Solution numeracy: L2 one, L1 many
Because L2 is Euclidean distance, there is always one right answer as to how to get between two points fastest. Because L1 is taxicab distance, there are as many solutions to getting between two points as there are ways of driving between two points in Manhattan! This is best illustrated by the same graphic from earlier:
L1-L2 regularizer comparisons
Computational difficulty: L2 > L1
L2 has a closed form solution because it’s a square of a thing.

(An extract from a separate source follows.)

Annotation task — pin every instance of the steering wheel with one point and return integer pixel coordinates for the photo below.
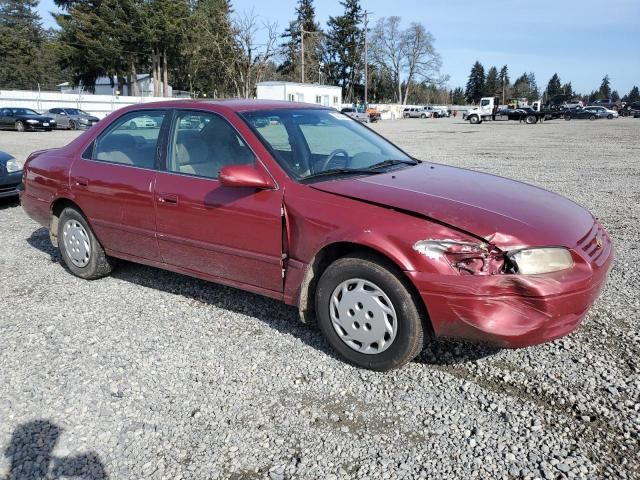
(332, 155)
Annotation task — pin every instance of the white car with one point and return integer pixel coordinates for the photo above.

L1 does not have a closed form solution because it is a non-differenciable piecewise function, as it involves an absolute value. For this reason, L1 is computationally more expensive, as we can’t solve it in terms of matrix math, and most rely on approximations (in the lasso case, coordinate descent).
Sparsity: L1 > L2
Sparsity is the property of having coefficients which are highly significant: very near 0 or very not near 0. In theory, the coefficients very near 0 can later be eliminated.
Feature selection is a further-involved form of sparsity: instead of shrinking coefficients near to 0, feature selection is taking them to exactly 0, and hence excluding certain features from the model entirely. Feature selection is a technique moreso than a property: you can do feature selection as an additional step after running a highly sparse model. But lasso regression is interesting in that it features inbuilt feature selection, while ridge regression is just very sparse.
That about covers the high-level properties of L2 and L1 norms and regularizers. Hopefully you can see how these properties are exactly the same ones exposed in ridge and lasso regression!
L-Infinity Norm
- Gives the largest magnitude among each element of a vector.
Having the vector X= [-6, 4, 2], the L-infinity norm is 6.
In L-infinity norm, only the largest element has any effect. So, for example, if your vector represents the cost of constructing a building, by minimizing L-infinity norm we are reducing the cost of the most expensive building.